Corps offert au Soleil s'allonge, souplesse,
s'entremet dans le flux soutenu qui lie
la Terre à son astre, s'y entrelace

une fois ressentie leur harmonie
et se laisse ondoyer, assuré que
son complice, l'esprit, veille à leur bien-être.

Le terme de l'épure primitive
invite au lent aplomb de soi, les ôtant
avec soin du flux primordial, conservant

la béatitude* née de l'offrande
conjointe en leur sein. Le mince tapis
disposé là prend le vent doux, tenu par

les mains: elles l'y épanouissent un temps,
le corps y sèche mollement la sueur
née du partage & enroule l'objet,

marche vers la maison & l'y range. Soif.


* Nulle mystique ici. La béatitude est la félicité: « elle est exactement définissable comme joie suprême, elle est le bonheur (felicitas dans le texte spinoziste) c’est-à-dire la liberté & la joie suprême. » Robert Misrahi, 100 mots sur l'éthique de Spinoza, 86.
Ce texte mien s'est formulé lentement, comme pour correspondre par avance « à l'appréhension évidente, dans une intuition intellectuelle, de l'INSERTION des choses singulières [le corps dans ce texte mien] dans un attribut infini (ou l'Étendue ou la Pensée), celui-ci… étant un aspect de la Nature. » 100 mots, 87.
« Nous trouvons une nouvelle confirmation dans le rôle central que joue le corps dans l'instauration & le déploiement de cette béatitude. » 88

J'avais terminé de peaufiner l'approche du texte confrontée à l'hendécasyllabe comme contrainte formelle stricte: elle invite à resserrer l'expression de soi, à la polir sur l'établi des mots pour la conduire, en quatre reformulations manuscrites, jusqu'à l'état livré à votre lecture. J'ai alors décidé de lire ce que Spinoza disait de la béatitude (Éth. V, prop. 42). Le besoin d'un décodage s'est fait sentir, d'où le recours à R. Misrahi.

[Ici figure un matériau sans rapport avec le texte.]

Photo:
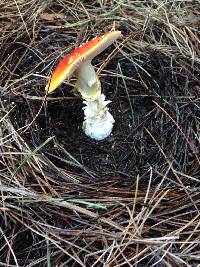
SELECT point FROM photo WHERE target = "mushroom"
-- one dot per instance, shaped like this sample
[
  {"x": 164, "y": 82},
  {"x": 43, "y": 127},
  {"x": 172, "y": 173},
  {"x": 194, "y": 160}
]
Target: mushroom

J'ai eu l'intuition en écrivant progressivement le texte que le vécu solaire était insertion du corps dans un flux plus large que lui. Ce n'est que dans sa troisième version que « s'entremet dans le flux » apparaît.

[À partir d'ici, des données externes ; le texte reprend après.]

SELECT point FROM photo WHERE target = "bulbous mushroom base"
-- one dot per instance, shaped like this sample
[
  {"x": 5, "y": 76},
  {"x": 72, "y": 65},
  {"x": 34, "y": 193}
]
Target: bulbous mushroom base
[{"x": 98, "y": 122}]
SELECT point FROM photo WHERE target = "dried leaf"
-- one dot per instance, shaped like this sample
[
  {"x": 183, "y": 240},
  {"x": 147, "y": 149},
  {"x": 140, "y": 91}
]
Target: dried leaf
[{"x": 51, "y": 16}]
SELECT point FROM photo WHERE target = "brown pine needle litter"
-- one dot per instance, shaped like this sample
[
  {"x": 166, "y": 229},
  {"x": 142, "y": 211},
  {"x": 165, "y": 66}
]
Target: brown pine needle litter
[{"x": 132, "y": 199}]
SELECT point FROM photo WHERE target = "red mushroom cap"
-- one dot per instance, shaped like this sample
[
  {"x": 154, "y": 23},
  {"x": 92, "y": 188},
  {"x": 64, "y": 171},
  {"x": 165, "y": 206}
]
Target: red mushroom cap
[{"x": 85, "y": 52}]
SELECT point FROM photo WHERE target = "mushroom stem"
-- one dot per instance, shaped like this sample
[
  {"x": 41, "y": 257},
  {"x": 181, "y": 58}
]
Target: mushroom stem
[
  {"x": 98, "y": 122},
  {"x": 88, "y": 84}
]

« L'esprit n'agit pas sur le corps, ni le corps sur l'esprit. » 164. Nous en sommes bien d'accord. Ces deux entités autonomes concourent cependant au meilleur vécu de soi. L'approfondissement consiste à rendre l'esprit davantage à l'écoute du corps.

Le décodage de ses « messages » n'est pas toujours clair dès l'abord. La réflexion peut devoir tâtonner, puis décider de l'interprétation retenue comme la plus certaine. Le droit à l'erreur existe; il se rappelle d'une manière ou d'une autre au soi par la suite et une réinterprétation moins éloignée de la perception se reformule alors.

Vous pourriez ne pas « croire » que j'ai d'abord terminé de rédiger le texte avant de relire des passages béats de R. Misrahi. Pourtant, c'est ainsi que cela s'est déroulé. Je suis assez surpris (mais non ému)  de cette concordance extrême mue par le très fin décodage que R.M. livre aux lecteurs de son ouvrage.

Cela semble indiquer que j'aurais intériorisé certains concepts porteurs du spinozisme par connaissance du troisième genre, cette science intuitive. Cela ne procède évidemment pas de façon inconsciente par une quelconque sérendipité (fortuité) floue. Plutôt, cela s'applique par la lente mise à l'effort consenti à cette meilleure appréhension même.